I have been experimenting with another type of irrigation this year. Ollas are a type of irrigation that has been around for about 4,000 years. It's an unglazed clay pot that has a wide base and narrow neck. It's buried underground with just the top of the neck showing. Fill it with water and it gently seeps out into the soil as the roots need it. You can buy beautifully made ollas but they are quite easy to make. I made a few this spring and was pleased in how they turned out.

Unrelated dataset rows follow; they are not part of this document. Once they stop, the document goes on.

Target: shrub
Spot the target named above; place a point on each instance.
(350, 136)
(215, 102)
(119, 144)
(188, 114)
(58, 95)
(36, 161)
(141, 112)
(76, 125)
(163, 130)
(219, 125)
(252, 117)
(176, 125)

Here's what you need to make your own, I adapted mine from the video below:
- 2 unglazed clay pots, they can be different sizes as long as the tops are the same diameter.
- Gorilla glue
- Aquarium grade silicone sealant or other waterproof sealant. I'm always concerned about chemicals leaching out and I felt if this was okay for fish, it was okay for me. Use your own discretion.
- A few rocks or pieces of tile
- Seal up the bottom hole of one pot with the silicone and rock or tile. This is the bottom part of the olla and you don't want to let any water out. I would let it dry and test it before moving onto the next step.
- Put one pot on top of the other and make sure the rims align. If using gorilla glue, dip the rims in water first. Put a small bead of gorilla glue on one rim and align the second on top. I put a weight on it to promote a good seal. Let it dry per product instructions.
- I sealed the outside of the pots where the rims meet with the aquarium grade silicone. Fill in any gaps. Let it dry per product instructions.
- Fill it up and make sure the middle seam is sealed properly.
- Bury in the ground leaving only a little bit exposed. Fill with water and close up watering hole to prevent evaporation and mosquitos. And start planting!
- These are not frost proof so when the temperature drops, empty them out and store them inside to keep them from cracking.
- Make watering holes larger, right now I need a small watering can to fill it up and it would be more efficient with the hose.
- Seal the exposed area at the top.
- Look at depth of the beds before buying the pots. Some of mine were too tall when put together.
- Use more, I underestimated how many I would need per raised bed.